Tumultuous trading in the equity markets led to Sensex slipping down by 3.03 per cent, while Nifty dipped by 3.28 per cent during the fortnight. The downtrend was broad-based as mid-cap and small-cap stocks also found themselves in the grip of bears. The BSE Mid-cap index was down by 4.53 per cent and Small-cap index lost more ground and dipped by 5.53 per cent, during the fortnight. Sectorally, auto, banks and realty sectors experienced selling pressure due to concerns around defaults by NBFCs. Also, the action against some real estate builders caused the BSE Realty index to dip close to 7 per cent during the fortnight. The BSE Auto index lost by 5.70 per cent and Bankex lost 4.17 per cent, while BSE FMCG and Metal indices were down more than 2 per cent each.

With the US President Donald Trump attempting to mend his ways and trying to enter into a deal with China rather alienate it, the international markets headed towards the path of recovery on June 18 with major indices like Dow Jones and Nasdaq moving up by a per cent. The Nasdaq gained the most and was up by 8.47 per cent, followed by Dow Jones and S&P 500, which were up by 6.63 per cent and 6.31 per cent, respectively, during the fortnight. Similarly, the European indices were upbeat. The UK’s FTSE 100 was up by 3.59 per cent, while the German DAX and the French CAC 40 gained by 4.57 per cent and 5.12 per cent, respectively. The Asian markets also reacted positively following hopes of a revival of trade negotiations between the US and China. The Hang Seng gained by 2.25 per cent, while the Japanese Nikkei gained 2.75 per cent and the Shanghai Composite was flat, during the fortnight.

Trading by institutional investors was lacklustre during the fortnight, with low volume participation by both foreign institutional investors (FIIs) and domestic institutional investors (DIIs). Incidentally, both FIIs and DIIs were net buyers, albeit with low volumes. FIIs were net buyers to the tune of Rs. 1,010.55 crore, while DIIs were net buyers to the tune of Rs. 372.09 crore during the fortnight.

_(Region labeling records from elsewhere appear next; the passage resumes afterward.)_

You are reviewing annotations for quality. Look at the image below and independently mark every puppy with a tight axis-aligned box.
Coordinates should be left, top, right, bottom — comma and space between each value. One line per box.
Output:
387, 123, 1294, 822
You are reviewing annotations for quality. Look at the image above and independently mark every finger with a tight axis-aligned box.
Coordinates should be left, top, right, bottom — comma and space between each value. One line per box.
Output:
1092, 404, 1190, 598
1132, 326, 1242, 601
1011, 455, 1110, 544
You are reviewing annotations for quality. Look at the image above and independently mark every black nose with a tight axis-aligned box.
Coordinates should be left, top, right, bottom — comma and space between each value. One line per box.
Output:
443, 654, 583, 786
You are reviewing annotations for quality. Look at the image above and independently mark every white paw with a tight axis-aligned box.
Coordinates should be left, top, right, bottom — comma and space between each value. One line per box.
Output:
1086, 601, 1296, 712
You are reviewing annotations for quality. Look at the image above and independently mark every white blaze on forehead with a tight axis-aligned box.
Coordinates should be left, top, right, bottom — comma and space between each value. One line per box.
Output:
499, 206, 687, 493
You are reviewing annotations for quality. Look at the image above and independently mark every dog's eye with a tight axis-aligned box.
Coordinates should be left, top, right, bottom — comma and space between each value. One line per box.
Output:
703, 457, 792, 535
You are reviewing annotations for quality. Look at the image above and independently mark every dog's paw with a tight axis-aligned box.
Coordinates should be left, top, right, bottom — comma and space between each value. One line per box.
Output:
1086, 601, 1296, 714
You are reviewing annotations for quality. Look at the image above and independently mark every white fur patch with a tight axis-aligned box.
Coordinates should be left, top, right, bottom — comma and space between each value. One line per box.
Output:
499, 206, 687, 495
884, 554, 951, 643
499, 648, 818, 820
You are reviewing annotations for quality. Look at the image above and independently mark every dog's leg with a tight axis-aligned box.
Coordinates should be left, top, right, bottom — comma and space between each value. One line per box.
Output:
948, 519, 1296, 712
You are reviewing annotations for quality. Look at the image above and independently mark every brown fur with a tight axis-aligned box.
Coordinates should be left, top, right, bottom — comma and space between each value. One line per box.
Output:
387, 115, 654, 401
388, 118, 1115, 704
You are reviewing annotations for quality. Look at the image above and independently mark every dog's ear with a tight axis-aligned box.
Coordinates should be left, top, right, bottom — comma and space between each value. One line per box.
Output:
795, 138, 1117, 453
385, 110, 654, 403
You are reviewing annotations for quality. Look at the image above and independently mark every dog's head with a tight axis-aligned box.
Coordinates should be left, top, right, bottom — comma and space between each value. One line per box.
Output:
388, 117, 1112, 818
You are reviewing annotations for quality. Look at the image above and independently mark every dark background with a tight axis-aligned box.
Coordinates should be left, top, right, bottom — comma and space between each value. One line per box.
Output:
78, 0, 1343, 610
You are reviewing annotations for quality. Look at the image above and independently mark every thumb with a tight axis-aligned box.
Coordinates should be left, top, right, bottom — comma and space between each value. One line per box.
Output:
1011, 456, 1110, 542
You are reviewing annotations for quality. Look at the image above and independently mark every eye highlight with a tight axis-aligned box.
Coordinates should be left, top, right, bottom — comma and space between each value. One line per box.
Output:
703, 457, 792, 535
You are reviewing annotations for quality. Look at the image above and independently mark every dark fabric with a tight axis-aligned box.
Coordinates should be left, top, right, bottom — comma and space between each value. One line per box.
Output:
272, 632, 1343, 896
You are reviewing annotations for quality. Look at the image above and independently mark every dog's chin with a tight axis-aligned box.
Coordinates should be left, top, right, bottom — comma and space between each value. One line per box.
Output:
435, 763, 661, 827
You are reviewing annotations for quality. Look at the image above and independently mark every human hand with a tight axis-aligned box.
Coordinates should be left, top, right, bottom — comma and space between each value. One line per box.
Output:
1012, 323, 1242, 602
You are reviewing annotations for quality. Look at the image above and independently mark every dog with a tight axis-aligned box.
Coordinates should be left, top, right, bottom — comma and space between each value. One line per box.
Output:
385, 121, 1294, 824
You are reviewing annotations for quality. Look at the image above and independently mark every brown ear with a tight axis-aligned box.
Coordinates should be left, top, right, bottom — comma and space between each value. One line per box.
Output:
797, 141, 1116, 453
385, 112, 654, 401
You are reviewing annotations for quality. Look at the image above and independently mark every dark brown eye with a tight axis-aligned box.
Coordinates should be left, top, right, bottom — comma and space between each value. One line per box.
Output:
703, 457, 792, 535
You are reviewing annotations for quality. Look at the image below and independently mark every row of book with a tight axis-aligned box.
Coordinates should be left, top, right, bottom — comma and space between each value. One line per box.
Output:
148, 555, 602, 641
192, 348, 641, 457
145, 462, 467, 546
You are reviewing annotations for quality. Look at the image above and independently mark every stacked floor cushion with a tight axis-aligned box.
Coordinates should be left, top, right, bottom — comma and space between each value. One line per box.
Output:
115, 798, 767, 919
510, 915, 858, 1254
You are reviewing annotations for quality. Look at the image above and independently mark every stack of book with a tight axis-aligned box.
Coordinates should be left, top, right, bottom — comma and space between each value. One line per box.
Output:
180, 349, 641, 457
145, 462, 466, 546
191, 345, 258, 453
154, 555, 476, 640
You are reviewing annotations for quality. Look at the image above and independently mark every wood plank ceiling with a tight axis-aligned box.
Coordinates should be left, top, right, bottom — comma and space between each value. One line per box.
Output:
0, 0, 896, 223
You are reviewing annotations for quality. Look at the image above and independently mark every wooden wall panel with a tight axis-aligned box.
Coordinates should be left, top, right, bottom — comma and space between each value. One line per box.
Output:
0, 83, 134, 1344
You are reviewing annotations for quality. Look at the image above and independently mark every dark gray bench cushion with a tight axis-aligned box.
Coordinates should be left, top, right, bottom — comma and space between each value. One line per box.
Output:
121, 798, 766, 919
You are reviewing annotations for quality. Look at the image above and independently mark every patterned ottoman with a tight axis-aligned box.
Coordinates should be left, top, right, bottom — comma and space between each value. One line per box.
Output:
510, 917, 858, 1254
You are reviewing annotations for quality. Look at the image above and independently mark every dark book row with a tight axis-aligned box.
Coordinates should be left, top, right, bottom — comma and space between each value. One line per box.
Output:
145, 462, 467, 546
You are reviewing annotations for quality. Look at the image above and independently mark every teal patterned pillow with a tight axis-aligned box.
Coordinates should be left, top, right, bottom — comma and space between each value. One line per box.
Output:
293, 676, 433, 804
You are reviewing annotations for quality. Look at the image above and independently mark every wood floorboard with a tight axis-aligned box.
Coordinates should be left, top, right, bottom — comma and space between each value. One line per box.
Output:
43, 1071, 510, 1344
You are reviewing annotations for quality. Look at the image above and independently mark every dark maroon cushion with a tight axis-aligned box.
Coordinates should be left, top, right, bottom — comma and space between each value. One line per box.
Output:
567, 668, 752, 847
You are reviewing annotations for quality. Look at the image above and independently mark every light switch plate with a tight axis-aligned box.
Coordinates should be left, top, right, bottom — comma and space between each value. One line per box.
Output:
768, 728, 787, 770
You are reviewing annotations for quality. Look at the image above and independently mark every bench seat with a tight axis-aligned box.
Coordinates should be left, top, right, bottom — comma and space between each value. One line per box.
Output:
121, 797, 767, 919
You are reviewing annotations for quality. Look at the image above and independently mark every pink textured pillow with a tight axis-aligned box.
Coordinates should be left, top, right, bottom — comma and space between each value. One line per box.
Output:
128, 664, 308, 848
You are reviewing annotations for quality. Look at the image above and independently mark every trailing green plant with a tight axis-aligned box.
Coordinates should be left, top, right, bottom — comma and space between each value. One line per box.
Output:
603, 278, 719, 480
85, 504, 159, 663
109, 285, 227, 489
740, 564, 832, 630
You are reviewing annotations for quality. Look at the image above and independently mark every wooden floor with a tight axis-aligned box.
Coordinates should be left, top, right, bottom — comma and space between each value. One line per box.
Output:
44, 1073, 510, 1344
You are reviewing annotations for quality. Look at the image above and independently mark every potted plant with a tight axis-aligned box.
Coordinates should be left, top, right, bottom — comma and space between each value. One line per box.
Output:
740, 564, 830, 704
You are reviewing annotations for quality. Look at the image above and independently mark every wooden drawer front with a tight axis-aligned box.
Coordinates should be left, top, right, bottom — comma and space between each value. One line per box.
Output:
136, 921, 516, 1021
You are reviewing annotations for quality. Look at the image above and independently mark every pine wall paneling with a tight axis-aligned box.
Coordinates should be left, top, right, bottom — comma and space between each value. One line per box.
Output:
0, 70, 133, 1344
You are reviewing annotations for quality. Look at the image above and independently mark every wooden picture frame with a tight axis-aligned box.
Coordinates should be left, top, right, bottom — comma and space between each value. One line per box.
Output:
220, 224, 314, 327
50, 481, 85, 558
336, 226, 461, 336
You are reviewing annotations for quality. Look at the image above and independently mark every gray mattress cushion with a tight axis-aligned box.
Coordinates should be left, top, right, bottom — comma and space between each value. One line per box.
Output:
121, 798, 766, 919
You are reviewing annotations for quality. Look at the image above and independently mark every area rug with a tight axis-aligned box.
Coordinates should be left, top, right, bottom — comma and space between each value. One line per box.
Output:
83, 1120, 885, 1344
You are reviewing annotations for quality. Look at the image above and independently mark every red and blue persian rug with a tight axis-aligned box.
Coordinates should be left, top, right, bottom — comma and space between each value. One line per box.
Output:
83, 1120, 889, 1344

The optimism around the hope that the US and China will resolve their trade difference amicably and OPEC and Middle-East nations will find ways to diffuse the tension in the Strait of Hormuz has fuelled rallies in the global markets. The same is expected to help investor sentiments in the Indian equity markets. Also, as the industry forums and corporate India voice their concerns with the government during the pre-budget meeting, the market will look at Prime Minister Narendra Modi’s first budget in his second innings at the PMO as a major event. The markets are expected to remain in a wait-and-watch mode and take direction from the budget.